La preocupación en Tuzantán mantiene condiciones sociales que dependen en gran medida de la inversión pública, puesto que de acuerdo con mediciones oficiales, alrededor del 67 por ciento de la población vive en situación de pobreza, mientras que más del 20 por ciento enfrenta pobreza extrema, cifras que ventilan las condiciones deplorables y el olvido que la actual administración mantiene en rubros de infraestructura pública y servicios esenciales.
Habitantes de comunidades como Laureles, Nueva Tenochtitlán, Benito Juárez, La Flor y Xochiltepec afirmaron que los proyectos no han llegado con la misma frecuencia que a otras localidades, dado que, las que se encuentran alejadas de la cabecera municipal son las que más carencias en caminos, drenaje, agua potable y espacios comunitarios tienen, por lo tanto, el apoyo municipal es imprescindible para su desarrollo.
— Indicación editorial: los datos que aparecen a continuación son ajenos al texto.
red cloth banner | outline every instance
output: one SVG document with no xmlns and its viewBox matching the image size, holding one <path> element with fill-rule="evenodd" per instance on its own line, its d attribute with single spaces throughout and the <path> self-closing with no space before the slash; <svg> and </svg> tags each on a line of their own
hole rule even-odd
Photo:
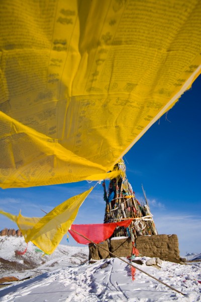
<svg viewBox="0 0 201 302">
<path fill-rule="evenodd" d="M 112 222 L 112 223 L 72 224 L 71 228 L 70 230 L 68 230 L 68 232 L 78 243 L 88 244 L 90 242 L 75 233 L 73 231 L 73 230 L 87 237 L 91 241 L 97 244 L 110 238 L 117 226 L 125 226 L 127 228 L 129 225 L 132 220 L 132 218 L 129 219 L 119 222 Z"/>
</svg>

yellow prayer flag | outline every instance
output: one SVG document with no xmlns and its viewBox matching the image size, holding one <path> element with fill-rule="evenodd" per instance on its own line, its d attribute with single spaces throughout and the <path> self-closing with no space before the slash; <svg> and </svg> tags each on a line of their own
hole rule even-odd
<svg viewBox="0 0 201 302">
<path fill-rule="evenodd" d="M 10 0 L 0 20 L 4 188 L 115 177 L 200 73 L 199 0 Z"/>
<path fill-rule="evenodd" d="M 31 241 L 46 254 L 52 254 L 74 220 L 78 209 L 93 189 L 73 196 L 61 203 L 43 217 L 18 216 L 0 210 L 0 214 L 15 222 L 25 241 Z"/>
</svg>

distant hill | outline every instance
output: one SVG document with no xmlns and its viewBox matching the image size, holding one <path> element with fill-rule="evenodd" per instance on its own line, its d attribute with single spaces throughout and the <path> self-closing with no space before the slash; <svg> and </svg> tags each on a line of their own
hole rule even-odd
<svg viewBox="0 0 201 302">
<path fill-rule="evenodd" d="M 88 246 L 70 247 L 59 245 L 52 255 L 44 253 L 29 242 L 27 252 L 18 255 L 16 251 L 24 251 L 27 247 L 23 237 L 0 237 L 0 278 L 15 276 L 19 279 L 36 276 L 67 265 L 77 265 L 86 261 Z"/>
</svg>

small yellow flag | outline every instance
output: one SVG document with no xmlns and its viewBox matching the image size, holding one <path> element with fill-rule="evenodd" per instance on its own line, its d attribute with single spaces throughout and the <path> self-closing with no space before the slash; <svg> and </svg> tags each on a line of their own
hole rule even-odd
<svg viewBox="0 0 201 302">
<path fill-rule="evenodd" d="M 0 210 L 0 214 L 15 222 L 25 241 L 31 241 L 46 254 L 52 254 L 75 219 L 78 209 L 93 189 L 73 196 L 55 207 L 43 217 L 18 216 Z"/>
</svg>

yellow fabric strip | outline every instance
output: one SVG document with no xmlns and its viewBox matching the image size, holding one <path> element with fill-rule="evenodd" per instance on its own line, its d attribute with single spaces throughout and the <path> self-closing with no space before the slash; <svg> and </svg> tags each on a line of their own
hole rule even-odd
<svg viewBox="0 0 201 302">
<path fill-rule="evenodd" d="M 4 188 L 114 177 L 201 72 L 199 0 L 15 0 L 0 20 Z"/>
<path fill-rule="evenodd" d="M 32 241 L 47 254 L 52 254 L 75 219 L 78 209 L 93 189 L 73 196 L 55 207 L 43 217 L 18 216 L 0 210 L 0 214 L 15 222 L 25 241 Z"/>
</svg>

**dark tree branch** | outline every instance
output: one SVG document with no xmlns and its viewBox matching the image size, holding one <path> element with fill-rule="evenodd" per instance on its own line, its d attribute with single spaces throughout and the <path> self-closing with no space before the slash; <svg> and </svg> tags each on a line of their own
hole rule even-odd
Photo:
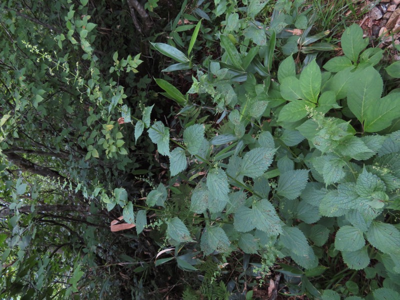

Las críticas también apuntaron a la distribución de los recursos públicos, dado que, al ayuntamiento le es asignado un presupuesto de 100 millones de pesos, fondos que deberían ser dirigidos a programas y proyectos que minimicen el rezago social y que lleve prosperidad a la comunidad, sin embargo, los habitantes afirmaron que la edil Grissel Vázquez Zambrano esposa del exalcalde Bany Obed Gúzman Ramos continua el legado de marginación de su antecesor.
La falta de proyectos en estas comunidades preocupa aún más porque una de cada cuatro viviendas en el municipio presenta carencias relacionadas con servicios básicos o condiciones de la vivienda, una realidad que mantiene vigente la exigencia de mayor transparencia y una distribución más equilibrada de la obra pública.